Predikador also participated on Semblante Urbano of El Roockie where he produced various tracks, and also produced the first single from the album "Parece Sincera" in which he collaborated with Luny Tunes. He also produced the hit song Martes de Galería in which he worked with talented artist De La Ghetto. He also worked on the album from Erre XI.

He also produced Perdoname from La Factoría and also was a key piece of the album by Flex producing his hit single Te Quiero.
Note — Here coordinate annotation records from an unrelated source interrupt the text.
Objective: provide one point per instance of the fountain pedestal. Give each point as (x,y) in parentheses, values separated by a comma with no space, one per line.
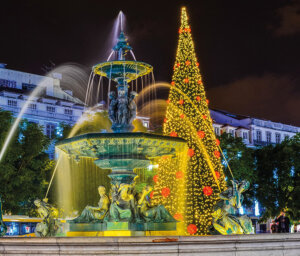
(122,153)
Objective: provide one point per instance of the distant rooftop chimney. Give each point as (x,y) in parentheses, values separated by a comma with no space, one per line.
(57,75)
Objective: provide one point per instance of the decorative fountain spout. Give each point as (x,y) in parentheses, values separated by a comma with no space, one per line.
(122,151)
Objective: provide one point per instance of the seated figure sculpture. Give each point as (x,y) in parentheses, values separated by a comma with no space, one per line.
(226,220)
(49,225)
(122,207)
(94,214)
(152,213)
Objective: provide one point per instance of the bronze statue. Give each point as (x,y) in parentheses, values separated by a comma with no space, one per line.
(49,226)
(152,213)
(226,220)
(132,106)
(3,227)
(122,207)
(95,214)
(112,109)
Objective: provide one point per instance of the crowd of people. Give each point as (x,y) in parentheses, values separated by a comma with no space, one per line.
(281,224)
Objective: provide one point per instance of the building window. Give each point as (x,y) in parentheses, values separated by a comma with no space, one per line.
(217,130)
(12,103)
(32,106)
(68,111)
(50,109)
(50,130)
(258,135)
(278,139)
(269,137)
(146,124)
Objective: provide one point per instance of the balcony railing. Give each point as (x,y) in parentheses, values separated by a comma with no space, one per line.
(39,113)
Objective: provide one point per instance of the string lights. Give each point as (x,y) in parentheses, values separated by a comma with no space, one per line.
(188,117)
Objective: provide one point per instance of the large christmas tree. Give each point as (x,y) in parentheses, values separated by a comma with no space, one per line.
(188,117)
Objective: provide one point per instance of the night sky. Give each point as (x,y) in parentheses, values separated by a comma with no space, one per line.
(248,50)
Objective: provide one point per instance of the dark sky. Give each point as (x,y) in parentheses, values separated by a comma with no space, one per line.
(248,50)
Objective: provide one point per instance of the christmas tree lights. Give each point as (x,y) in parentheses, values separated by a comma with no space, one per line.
(188,117)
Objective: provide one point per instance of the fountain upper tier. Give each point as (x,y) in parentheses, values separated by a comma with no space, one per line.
(121,70)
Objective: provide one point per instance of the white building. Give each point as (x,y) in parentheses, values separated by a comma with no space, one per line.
(255,132)
(52,107)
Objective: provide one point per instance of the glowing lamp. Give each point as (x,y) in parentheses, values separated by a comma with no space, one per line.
(191,152)
(201,134)
(155,178)
(217,154)
(165,192)
(186,80)
(173,134)
(178,216)
(192,229)
(179,175)
(207,190)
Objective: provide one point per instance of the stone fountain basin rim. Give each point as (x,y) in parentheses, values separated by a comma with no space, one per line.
(125,135)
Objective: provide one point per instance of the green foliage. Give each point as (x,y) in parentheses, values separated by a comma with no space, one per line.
(278,178)
(24,167)
(239,157)
(241,162)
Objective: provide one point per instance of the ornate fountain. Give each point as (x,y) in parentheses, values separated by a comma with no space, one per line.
(122,151)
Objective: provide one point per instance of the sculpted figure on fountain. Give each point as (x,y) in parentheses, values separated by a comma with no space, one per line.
(95,214)
(3,227)
(122,207)
(50,225)
(226,219)
(152,213)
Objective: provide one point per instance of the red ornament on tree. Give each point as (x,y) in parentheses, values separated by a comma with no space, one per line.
(173,134)
(201,134)
(217,154)
(151,194)
(186,80)
(165,192)
(178,216)
(191,152)
(179,175)
(155,178)
(192,229)
(207,190)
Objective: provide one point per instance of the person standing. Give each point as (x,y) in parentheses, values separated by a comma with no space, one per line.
(283,223)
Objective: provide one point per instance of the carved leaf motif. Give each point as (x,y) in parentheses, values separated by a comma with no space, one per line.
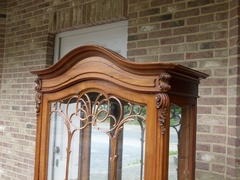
(162,103)
(163,82)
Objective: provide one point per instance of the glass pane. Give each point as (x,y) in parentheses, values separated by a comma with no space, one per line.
(175,125)
(96,137)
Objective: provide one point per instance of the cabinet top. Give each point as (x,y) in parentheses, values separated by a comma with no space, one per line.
(92,62)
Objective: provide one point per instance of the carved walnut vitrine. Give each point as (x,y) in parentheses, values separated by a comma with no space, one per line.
(100,116)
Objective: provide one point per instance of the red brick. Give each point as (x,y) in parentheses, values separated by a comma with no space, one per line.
(203,147)
(158,34)
(199,3)
(199,37)
(218,168)
(172,40)
(202,165)
(171,57)
(162,2)
(203,128)
(149,12)
(186,30)
(219,149)
(183,14)
(219,130)
(200,19)
(199,55)
(137,52)
(215,8)
(148,43)
(172,24)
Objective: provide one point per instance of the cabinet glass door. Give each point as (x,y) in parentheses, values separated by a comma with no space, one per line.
(182,139)
(95,136)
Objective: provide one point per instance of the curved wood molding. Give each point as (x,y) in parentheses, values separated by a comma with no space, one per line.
(93,62)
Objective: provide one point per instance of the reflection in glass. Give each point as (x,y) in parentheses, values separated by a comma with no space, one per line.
(175,125)
(96,137)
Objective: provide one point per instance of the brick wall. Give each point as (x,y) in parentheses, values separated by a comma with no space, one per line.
(3,14)
(233,128)
(201,34)
(196,34)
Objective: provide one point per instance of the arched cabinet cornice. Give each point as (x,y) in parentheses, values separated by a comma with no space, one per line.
(99,86)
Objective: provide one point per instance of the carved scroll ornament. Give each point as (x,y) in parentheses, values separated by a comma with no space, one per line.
(163,82)
(163,103)
(162,100)
(38,86)
(38,100)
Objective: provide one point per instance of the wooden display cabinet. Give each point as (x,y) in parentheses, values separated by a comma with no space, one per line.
(100,116)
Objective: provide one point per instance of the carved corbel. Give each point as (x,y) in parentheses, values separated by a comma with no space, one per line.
(163,82)
(162,100)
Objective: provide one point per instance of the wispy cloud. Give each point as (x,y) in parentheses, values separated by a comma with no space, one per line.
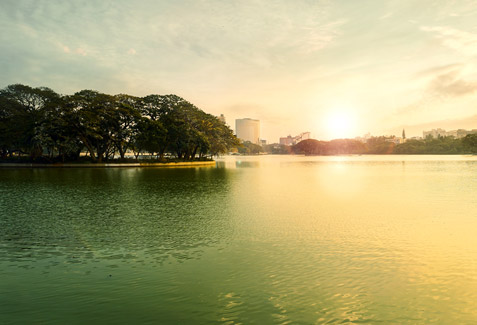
(462,41)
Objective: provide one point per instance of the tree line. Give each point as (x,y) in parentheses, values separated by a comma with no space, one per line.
(46,126)
(382,145)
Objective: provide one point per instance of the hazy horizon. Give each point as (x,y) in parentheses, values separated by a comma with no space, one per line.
(336,69)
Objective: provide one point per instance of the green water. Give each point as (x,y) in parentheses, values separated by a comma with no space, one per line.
(262,240)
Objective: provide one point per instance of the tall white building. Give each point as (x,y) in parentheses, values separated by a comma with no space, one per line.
(248,129)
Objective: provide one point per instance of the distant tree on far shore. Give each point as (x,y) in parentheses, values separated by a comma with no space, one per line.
(41,125)
(470,143)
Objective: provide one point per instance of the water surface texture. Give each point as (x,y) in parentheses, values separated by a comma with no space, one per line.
(255,240)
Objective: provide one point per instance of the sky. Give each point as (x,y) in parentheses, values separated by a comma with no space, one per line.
(334,68)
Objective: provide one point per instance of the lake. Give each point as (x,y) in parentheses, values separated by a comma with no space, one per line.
(254,240)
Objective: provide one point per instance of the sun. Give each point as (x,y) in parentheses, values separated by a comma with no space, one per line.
(340,124)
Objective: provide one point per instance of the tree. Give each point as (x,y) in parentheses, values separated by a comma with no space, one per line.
(470,143)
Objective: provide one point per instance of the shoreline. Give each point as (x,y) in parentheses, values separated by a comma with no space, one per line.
(111,165)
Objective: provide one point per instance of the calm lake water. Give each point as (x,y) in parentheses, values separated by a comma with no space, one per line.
(255,240)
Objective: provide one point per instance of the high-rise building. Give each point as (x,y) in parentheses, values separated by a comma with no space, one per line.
(248,129)
(289,141)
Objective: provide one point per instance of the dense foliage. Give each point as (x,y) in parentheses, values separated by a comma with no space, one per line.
(46,126)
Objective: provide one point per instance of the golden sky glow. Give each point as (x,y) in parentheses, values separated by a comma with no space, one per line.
(396,64)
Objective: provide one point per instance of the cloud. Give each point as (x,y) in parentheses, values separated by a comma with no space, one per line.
(451,85)
(458,40)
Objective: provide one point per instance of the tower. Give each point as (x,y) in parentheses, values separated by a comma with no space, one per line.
(248,129)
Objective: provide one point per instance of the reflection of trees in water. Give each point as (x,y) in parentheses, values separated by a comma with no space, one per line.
(117,214)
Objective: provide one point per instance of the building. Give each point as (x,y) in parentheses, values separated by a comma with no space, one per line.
(248,129)
(289,140)
(458,134)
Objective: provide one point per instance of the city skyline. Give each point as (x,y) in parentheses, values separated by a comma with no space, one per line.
(336,69)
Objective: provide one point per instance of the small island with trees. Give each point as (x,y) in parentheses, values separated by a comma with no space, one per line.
(41,126)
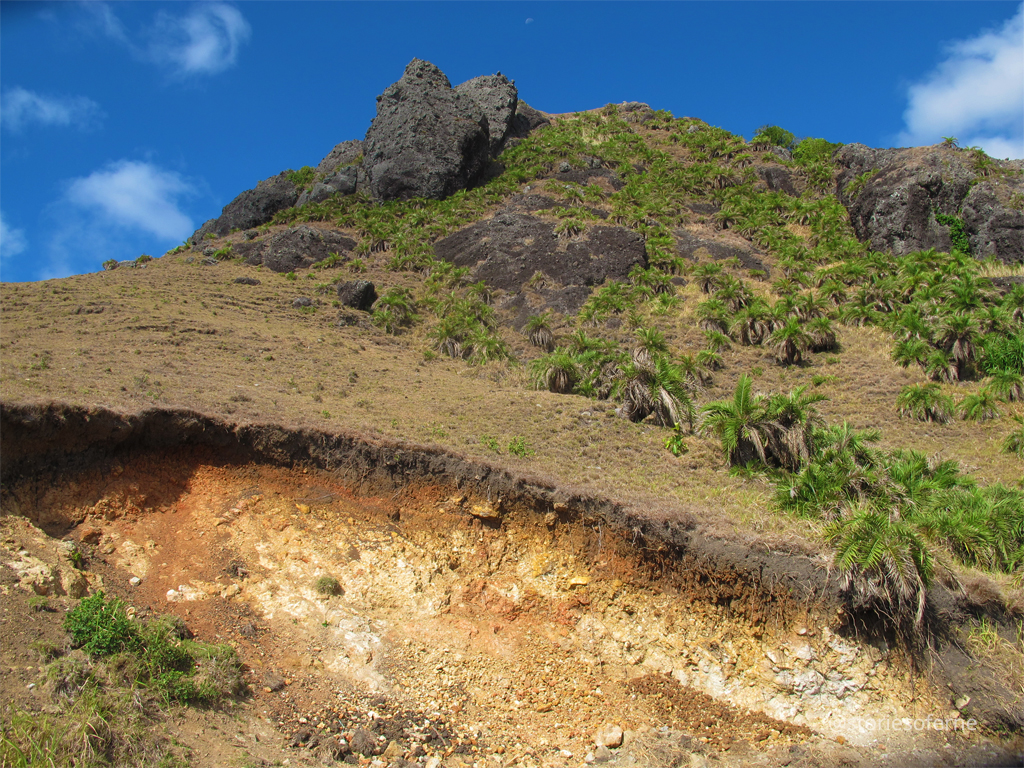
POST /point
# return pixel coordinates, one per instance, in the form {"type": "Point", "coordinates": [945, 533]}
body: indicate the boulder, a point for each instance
{"type": "Point", "coordinates": [514, 249]}
{"type": "Point", "coordinates": [426, 140]}
{"type": "Point", "coordinates": [358, 294]}
{"type": "Point", "coordinates": [252, 208]}
{"type": "Point", "coordinates": [526, 121]}
{"type": "Point", "coordinates": [345, 154]}
{"type": "Point", "coordinates": [497, 95]}
{"type": "Point", "coordinates": [343, 181]}
{"type": "Point", "coordinates": [894, 208]}
{"type": "Point", "coordinates": [294, 249]}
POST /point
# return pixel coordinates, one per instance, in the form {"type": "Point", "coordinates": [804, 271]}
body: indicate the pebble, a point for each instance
{"type": "Point", "coordinates": [608, 734]}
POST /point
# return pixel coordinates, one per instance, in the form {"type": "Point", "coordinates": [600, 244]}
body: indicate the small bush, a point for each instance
{"type": "Point", "coordinates": [302, 177]}
{"type": "Point", "coordinates": [328, 585]}
{"type": "Point", "coordinates": [772, 134]}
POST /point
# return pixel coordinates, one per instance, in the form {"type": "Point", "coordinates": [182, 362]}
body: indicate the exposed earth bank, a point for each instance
{"type": "Point", "coordinates": [479, 617]}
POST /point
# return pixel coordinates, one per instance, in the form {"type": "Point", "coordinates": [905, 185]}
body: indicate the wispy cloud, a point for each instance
{"type": "Point", "coordinates": [976, 94]}
{"type": "Point", "coordinates": [117, 212]}
{"type": "Point", "coordinates": [135, 195]}
{"type": "Point", "coordinates": [12, 242]}
{"type": "Point", "coordinates": [20, 108]}
{"type": "Point", "coordinates": [205, 40]}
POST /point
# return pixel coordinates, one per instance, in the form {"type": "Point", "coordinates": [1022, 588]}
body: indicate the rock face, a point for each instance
{"type": "Point", "coordinates": [894, 208]}
{"type": "Point", "coordinates": [427, 140]}
{"type": "Point", "coordinates": [345, 154]}
{"type": "Point", "coordinates": [339, 173]}
{"type": "Point", "coordinates": [511, 249]}
{"type": "Point", "coordinates": [357, 294]}
{"type": "Point", "coordinates": [294, 249]}
{"type": "Point", "coordinates": [497, 95]}
{"type": "Point", "coordinates": [252, 208]}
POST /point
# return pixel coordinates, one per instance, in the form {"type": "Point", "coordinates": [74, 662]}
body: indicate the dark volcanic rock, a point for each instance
{"type": "Point", "coordinates": [294, 249]}
{"type": "Point", "coordinates": [343, 181]}
{"type": "Point", "coordinates": [345, 154]}
{"type": "Point", "coordinates": [510, 249]}
{"type": "Point", "coordinates": [526, 120]}
{"type": "Point", "coordinates": [252, 208]}
{"type": "Point", "coordinates": [895, 208]}
{"type": "Point", "coordinates": [427, 140]}
{"type": "Point", "coordinates": [993, 227]}
{"type": "Point", "coordinates": [358, 294]}
{"type": "Point", "coordinates": [497, 95]}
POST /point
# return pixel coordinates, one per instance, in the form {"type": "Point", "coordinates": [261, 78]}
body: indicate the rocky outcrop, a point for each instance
{"type": "Point", "coordinates": [339, 173]}
{"type": "Point", "coordinates": [525, 121]}
{"type": "Point", "coordinates": [497, 96]}
{"type": "Point", "coordinates": [294, 249]}
{"type": "Point", "coordinates": [514, 249]}
{"type": "Point", "coordinates": [252, 208]}
{"type": "Point", "coordinates": [345, 154]}
{"type": "Point", "coordinates": [893, 197]}
{"type": "Point", "coordinates": [342, 181]}
{"type": "Point", "coordinates": [427, 140]}
{"type": "Point", "coordinates": [357, 294]}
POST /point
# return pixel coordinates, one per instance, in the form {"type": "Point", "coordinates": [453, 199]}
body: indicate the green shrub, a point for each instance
{"type": "Point", "coordinates": [814, 151]}
{"type": "Point", "coordinates": [957, 232]}
{"type": "Point", "coordinates": [327, 585]}
{"type": "Point", "coordinates": [772, 134]}
{"type": "Point", "coordinates": [101, 628]}
{"type": "Point", "coordinates": [302, 177]}
{"type": "Point", "coordinates": [154, 654]}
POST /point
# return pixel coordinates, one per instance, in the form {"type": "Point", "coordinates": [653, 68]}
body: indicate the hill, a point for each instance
{"type": "Point", "coordinates": [777, 380]}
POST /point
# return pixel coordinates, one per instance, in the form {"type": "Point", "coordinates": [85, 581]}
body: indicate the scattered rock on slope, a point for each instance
{"type": "Point", "coordinates": [427, 139]}
{"type": "Point", "coordinates": [252, 208]}
{"type": "Point", "coordinates": [894, 208]}
{"type": "Point", "coordinates": [294, 249]}
{"type": "Point", "coordinates": [511, 248]}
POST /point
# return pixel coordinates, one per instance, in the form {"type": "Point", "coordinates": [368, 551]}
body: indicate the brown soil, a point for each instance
{"type": "Point", "coordinates": [477, 631]}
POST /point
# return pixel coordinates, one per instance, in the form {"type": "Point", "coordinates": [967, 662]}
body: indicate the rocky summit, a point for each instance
{"type": "Point", "coordinates": [509, 438]}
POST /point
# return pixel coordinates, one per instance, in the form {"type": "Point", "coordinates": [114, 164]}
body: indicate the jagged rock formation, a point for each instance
{"type": "Point", "coordinates": [497, 95]}
{"type": "Point", "coordinates": [294, 249]}
{"type": "Point", "coordinates": [357, 294]}
{"type": "Point", "coordinates": [252, 208]}
{"type": "Point", "coordinates": [893, 196]}
{"type": "Point", "coordinates": [427, 139]}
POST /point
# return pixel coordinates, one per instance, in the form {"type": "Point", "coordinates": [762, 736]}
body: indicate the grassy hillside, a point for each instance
{"type": "Point", "coordinates": [802, 332]}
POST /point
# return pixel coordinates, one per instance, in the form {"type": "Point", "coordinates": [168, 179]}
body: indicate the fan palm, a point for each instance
{"type": "Point", "coordinates": [740, 424]}
{"type": "Point", "coordinates": [925, 402]}
{"type": "Point", "coordinates": [539, 331]}
{"type": "Point", "coordinates": [1007, 385]}
{"type": "Point", "coordinates": [979, 407]}
{"type": "Point", "coordinates": [791, 342]}
{"type": "Point", "coordinates": [658, 389]}
{"type": "Point", "coordinates": [557, 372]}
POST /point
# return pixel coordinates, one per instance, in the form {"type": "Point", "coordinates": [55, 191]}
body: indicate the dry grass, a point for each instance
{"type": "Point", "coordinates": [184, 335]}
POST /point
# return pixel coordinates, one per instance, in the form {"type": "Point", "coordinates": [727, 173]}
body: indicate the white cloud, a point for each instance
{"type": "Point", "coordinates": [12, 242]}
{"type": "Point", "coordinates": [204, 42]}
{"type": "Point", "coordinates": [137, 196]}
{"type": "Point", "coordinates": [20, 108]}
{"type": "Point", "coordinates": [975, 94]}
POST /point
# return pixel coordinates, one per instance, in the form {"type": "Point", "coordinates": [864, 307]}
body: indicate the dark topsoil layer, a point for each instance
{"type": "Point", "coordinates": [49, 443]}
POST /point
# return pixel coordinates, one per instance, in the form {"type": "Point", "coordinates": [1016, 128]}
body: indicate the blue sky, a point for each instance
{"type": "Point", "coordinates": [124, 126]}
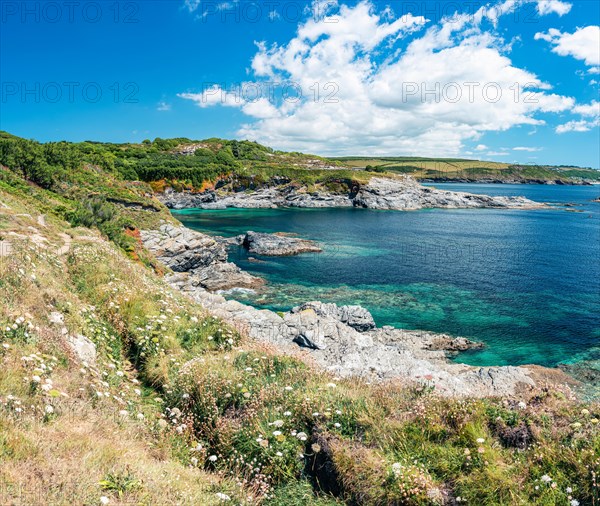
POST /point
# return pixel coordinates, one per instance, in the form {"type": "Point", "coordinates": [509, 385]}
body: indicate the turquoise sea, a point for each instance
{"type": "Point", "coordinates": [527, 283]}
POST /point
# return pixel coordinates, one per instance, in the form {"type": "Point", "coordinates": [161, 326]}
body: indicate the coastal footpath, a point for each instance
{"type": "Point", "coordinates": [402, 193]}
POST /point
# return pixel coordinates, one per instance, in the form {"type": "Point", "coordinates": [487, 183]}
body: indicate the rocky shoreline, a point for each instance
{"type": "Point", "coordinates": [402, 193]}
{"type": "Point", "coordinates": [343, 340]}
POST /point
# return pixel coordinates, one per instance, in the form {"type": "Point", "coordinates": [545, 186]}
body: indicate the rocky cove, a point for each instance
{"type": "Point", "coordinates": [401, 193]}
{"type": "Point", "coordinates": [343, 340]}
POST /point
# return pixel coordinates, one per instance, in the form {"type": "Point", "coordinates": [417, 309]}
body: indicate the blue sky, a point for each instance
{"type": "Point", "coordinates": [512, 80]}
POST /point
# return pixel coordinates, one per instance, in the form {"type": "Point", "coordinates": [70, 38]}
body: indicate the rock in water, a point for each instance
{"type": "Point", "coordinates": [278, 245]}
{"type": "Point", "coordinates": [356, 317]}
{"type": "Point", "coordinates": [200, 259]}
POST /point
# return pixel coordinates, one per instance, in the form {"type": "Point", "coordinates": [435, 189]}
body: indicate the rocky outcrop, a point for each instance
{"type": "Point", "coordinates": [200, 259]}
{"type": "Point", "coordinates": [407, 194]}
{"type": "Point", "coordinates": [402, 193]}
{"type": "Point", "coordinates": [278, 244]}
{"type": "Point", "coordinates": [376, 354]}
{"type": "Point", "coordinates": [341, 339]}
{"type": "Point", "coordinates": [356, 317]}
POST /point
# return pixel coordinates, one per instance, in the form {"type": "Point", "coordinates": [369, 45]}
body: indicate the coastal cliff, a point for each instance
{"type": "Point", "coordinates": [401, 193]}
{"type": "Point", "coordinates": [343, 340]}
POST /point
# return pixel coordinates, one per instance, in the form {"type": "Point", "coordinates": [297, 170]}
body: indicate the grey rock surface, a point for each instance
{"type": "Point", "coordinates": [402, 193]}
{"type": "Point", "coordinates": [278, 245]}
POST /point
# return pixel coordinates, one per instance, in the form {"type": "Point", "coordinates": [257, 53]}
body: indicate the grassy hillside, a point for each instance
{"type": "Point", "coordinates": [179, 408]}
{"type": "Point", "coordinates": [452, 168]}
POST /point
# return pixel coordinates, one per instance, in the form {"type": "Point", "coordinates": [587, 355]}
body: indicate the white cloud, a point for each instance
{"type": "Point", "coordinates": [591, 109]}
{"type": "Point", "coordinates": [583, 44]}
{"type": "Point", "coordinates": [450, 84]}
{"type": "Point", "coordinates": [214, 95]}
{"type": "Point", "coordinates": [577, 126]}
{"type": "Point", "coordinates": [549, 6]}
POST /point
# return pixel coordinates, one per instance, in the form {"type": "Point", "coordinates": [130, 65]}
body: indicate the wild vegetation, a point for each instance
{"type": "Point", "coordinates": [180, 408]}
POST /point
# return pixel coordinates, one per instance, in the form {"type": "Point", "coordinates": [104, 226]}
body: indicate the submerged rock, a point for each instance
{"type": "Point", "coordinates": [278, 245]}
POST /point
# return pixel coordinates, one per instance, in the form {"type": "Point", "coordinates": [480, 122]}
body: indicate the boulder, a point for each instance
{"type": "Point", "coordinates": [83, 347]}
{"type": "Point", "coordinates": [356, 317]}
{"type": "Point", "coordinates": [278, 244]}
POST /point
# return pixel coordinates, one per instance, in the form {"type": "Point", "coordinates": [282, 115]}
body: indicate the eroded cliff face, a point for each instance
{"type": "Point", "coordinates": [403, 193]}
{"type": "Point", "coordinates": [342, 339]}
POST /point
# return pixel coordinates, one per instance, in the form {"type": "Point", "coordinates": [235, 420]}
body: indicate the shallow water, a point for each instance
{"type": "Point", "coordinates": [527, 283]}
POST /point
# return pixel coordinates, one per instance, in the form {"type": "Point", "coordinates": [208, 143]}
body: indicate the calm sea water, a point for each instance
{"type": "Point", "coordinates": [527, 283]}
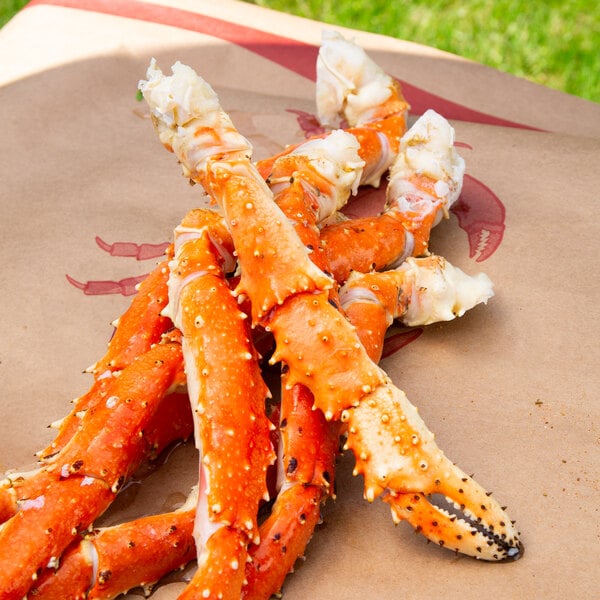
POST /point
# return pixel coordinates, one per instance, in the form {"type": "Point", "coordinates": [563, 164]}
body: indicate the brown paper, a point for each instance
{"type": "Point", "coordinates": [510, 389]}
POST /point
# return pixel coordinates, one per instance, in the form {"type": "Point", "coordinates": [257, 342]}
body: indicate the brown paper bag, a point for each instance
{"type": "Point", "coordinates": [510, 389]}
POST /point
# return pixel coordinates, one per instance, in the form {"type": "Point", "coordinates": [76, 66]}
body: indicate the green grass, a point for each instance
{"type": "Point", "coordinates": [551, 42]}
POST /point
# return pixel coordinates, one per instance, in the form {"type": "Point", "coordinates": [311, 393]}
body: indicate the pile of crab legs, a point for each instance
{"type": "Point", "coordinates": [275, 260]}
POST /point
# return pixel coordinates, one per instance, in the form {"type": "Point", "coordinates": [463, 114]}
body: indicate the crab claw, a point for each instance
{"type": "Point", "coordinates": [399, 459]}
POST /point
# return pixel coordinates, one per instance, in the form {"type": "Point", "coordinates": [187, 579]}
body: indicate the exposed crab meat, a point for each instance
{"type": "Point", "coordinates": [425, 180]}
{"type": "Point", "coordinates": [227, 395]}
{"type": "Point", "coordinates": [72, 491]}
{"type": "Point", "coordinates": [318, 346]}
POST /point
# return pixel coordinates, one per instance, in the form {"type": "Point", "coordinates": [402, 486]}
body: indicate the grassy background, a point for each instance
{"type": "Point", "coordinates": [552, 42]}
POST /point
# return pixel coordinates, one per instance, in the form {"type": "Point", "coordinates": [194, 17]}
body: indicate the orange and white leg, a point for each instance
{"type": "Point", "coordinates": [110, 561]}
{"type": "Point", "coordinates": [88, 472]}
{"type": "Point", "coordinates": [318, 345]}
{"type": "Point", "coordinates": [419, 292]}
{"type": "Point", "coordinates": [425, 180]}
{"type": "Point", "coordinates": [136, 331]}
{"type": "Point", "coordinates": [228, 397]}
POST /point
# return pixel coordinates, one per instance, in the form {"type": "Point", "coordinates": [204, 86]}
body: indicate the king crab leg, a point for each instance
{"type": "Point", "coordinates": [88, 472]}
{"type": "Point", "coordinates": [394, 450]}
{"type": "Point", "coordinates": [110, 561]}
{"type": "Point", "coordinates": [228, 396]}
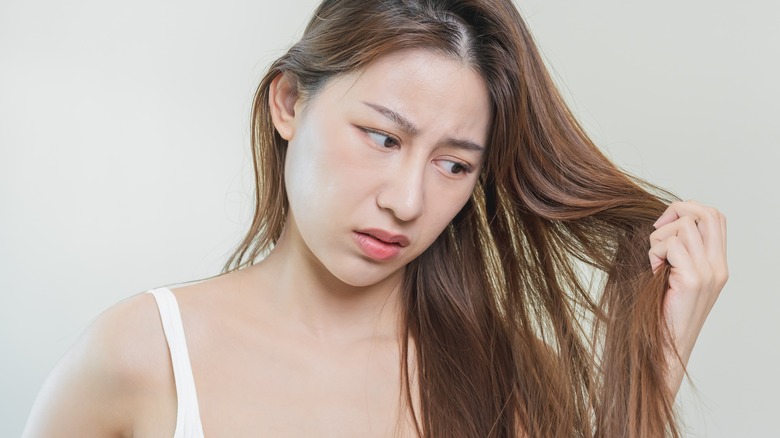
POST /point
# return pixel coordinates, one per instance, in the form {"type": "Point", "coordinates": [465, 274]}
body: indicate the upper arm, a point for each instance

Currently he's working with Luny on various projects including the next installment of Mas Flow (tentatively titled Mas Flow 3) which is set to be released in 2014. He has also produced tracks from Flex next album and is also working on his new company Evolution Records in partnership worth Joey Montana. He has produced 6 tracks from Eddie Dee's oft-delayed album "El Diario De Eddie Avila".

He produced many tracks for Joey Montana's Album "Flow Con Clase."

He has been described as Panama's number one reggaeton producer.